The 2018 Social Security and Medicare Boards of Trustees announced that the Social Security program’s cost will exceed its income this year for the first time since 1982, forcing the program to dip into its nearly $3 trillion trust fund to cover benefits. Congress established trust funds managed by the Secretary of the Treasury to account for Social Security and Medicare income and disbursements. The Treasury credits Social Security and Medicare taxes, premiums, and other income to the funds.
Unless Congress decides to bolster the program’s finances, it is expected that the combined trust funds will be depleted in 2034, the same year projected in last year’s report. The report further holds that, thereafter, scheduled tax income is projected to be sufficient to pay about three-quarters of scheduled benefits through the end of the projection period in 2092. However, the belief is that Congress will ultimately act to bolster the program’s future when required.
In general, Social Security consists of two portions, one for retirees and one for people who claim disability benefits. According to the report, over the program’s 83-year history, it has collected roughly $20.9 trillion and paid out $18.0 trillion, leaving asset reserves of $2.9 trillion at the end of 2017 in its two trust funds.
So, what is the main impact of the recent Social Security report? Even if Congress acts to bolster the Social Security program sometime in the future, it is clear that Americans, in particular Millennials, must take advantage of the attractive, privately funded retirement options Congress has made available, specifically the IRA and 401(k) plan options.
The primary advantages of making private retirement contributions is that the earnings will grow tax-deferred, or in the case of a Roth IRA or Roth 401(k) plan, tax-free. The concept of tax deferral is premised on the notion that that all income and gains generated by the pre-tax retirement account investment would flow back into the retirement account without tax.
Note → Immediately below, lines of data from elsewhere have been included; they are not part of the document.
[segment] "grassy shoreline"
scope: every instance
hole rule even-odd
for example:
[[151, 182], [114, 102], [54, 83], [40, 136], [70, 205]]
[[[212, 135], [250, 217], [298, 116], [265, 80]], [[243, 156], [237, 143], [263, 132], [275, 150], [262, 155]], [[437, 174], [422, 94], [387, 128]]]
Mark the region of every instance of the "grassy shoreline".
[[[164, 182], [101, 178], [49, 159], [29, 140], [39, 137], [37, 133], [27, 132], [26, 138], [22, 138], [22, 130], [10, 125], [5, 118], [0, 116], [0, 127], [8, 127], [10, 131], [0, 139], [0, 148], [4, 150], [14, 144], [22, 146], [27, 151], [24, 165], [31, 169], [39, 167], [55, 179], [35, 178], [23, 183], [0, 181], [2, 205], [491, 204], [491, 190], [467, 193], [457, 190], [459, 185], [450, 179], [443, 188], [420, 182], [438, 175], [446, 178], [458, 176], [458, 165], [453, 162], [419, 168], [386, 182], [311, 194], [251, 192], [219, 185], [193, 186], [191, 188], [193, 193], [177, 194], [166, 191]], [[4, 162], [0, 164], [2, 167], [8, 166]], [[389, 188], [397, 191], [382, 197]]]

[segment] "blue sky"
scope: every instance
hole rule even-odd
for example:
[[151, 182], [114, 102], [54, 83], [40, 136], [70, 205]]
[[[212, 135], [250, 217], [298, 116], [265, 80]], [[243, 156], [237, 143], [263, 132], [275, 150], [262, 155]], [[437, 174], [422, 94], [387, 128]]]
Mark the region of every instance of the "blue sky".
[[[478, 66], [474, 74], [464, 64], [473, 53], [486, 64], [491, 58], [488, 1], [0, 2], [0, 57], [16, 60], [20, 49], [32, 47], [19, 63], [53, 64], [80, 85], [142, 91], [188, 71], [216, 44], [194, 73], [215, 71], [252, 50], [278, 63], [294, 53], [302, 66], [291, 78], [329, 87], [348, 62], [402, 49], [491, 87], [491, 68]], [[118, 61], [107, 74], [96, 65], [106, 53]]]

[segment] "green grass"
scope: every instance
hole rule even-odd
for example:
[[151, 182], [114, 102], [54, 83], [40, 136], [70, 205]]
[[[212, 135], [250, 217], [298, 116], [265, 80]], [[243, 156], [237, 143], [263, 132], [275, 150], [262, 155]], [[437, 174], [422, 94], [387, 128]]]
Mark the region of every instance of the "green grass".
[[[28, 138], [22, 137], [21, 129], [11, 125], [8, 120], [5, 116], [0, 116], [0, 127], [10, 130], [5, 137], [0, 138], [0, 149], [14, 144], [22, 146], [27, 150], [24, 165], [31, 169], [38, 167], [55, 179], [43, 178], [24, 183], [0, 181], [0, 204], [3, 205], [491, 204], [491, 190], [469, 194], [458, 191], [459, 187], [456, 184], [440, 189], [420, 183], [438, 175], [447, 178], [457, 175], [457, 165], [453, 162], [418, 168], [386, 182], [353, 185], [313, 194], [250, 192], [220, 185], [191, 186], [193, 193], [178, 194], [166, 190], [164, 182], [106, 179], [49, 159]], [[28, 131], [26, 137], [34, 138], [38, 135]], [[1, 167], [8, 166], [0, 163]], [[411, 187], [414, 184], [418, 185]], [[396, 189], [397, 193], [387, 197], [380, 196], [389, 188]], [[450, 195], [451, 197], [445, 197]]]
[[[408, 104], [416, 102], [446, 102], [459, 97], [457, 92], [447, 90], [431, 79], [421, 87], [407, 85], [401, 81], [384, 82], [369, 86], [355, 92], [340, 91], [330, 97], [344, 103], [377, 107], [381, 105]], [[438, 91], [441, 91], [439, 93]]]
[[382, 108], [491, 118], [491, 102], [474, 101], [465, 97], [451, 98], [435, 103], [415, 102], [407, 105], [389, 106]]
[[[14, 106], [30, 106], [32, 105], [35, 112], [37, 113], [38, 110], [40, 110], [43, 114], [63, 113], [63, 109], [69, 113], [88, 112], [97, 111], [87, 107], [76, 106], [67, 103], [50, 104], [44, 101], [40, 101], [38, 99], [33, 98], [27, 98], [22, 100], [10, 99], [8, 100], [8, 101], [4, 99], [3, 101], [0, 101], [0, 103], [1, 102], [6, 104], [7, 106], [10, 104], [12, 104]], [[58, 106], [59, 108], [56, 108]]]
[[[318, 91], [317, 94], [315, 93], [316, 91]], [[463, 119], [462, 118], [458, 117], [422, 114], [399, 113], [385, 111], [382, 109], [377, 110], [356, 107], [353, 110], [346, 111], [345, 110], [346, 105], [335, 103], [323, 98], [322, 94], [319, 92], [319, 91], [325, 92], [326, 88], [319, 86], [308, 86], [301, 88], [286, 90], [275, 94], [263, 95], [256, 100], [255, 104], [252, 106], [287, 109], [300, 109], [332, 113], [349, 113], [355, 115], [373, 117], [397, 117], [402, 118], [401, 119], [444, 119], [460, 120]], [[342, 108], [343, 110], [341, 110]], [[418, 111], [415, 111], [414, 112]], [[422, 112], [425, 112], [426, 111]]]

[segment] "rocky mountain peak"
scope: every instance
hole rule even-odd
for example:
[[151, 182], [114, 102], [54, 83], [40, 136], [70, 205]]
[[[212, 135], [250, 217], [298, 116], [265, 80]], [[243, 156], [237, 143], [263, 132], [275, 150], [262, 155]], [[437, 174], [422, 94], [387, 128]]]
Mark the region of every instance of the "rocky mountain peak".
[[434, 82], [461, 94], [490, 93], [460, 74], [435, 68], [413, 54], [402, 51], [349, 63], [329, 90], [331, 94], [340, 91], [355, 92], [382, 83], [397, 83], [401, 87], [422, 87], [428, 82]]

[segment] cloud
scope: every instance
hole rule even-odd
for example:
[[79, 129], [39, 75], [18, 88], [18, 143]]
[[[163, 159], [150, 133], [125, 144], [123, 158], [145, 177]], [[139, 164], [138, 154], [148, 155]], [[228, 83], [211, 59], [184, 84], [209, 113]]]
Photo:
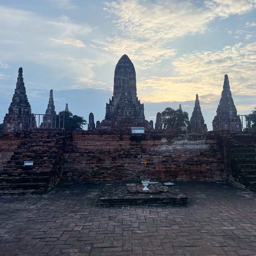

Instead of paying tax on the returns from the retirement account investment, such as on the sale of a mutual fund, tax is paid only at a later date, or not at all in the case of a qualified Roth IRA or Roth 401(k) plan distribution, leaving the investment to grow unhindered.
For example, if a thirty-year old individual contributed just $1,500 a year to an IRA through the age of seventy, assuming she earned an 8% annual rate of return, she would have $419,672 at age seventy, versus just $293,770 in a taxable account. In addition, making a pre-tax IRA or 401(k) plan contributions provides an immediate tax deduction which can reduce one’s taxable income (for each year a contribution is made).
If something positive can be taken from the report’s findings that the Social Security program’s cost will exceed its income this year for the first time since 1982, it is that counting on the government for all of your retirement benefits may not be the wisest approach. Congress has giving all of us a golden opportunity to save for retirement by making the private retirement system so tax advantageous. However, it is up to all of us to take advantage of it so that we do not become excessively dependent on the need for full government Social Security benefits in the future.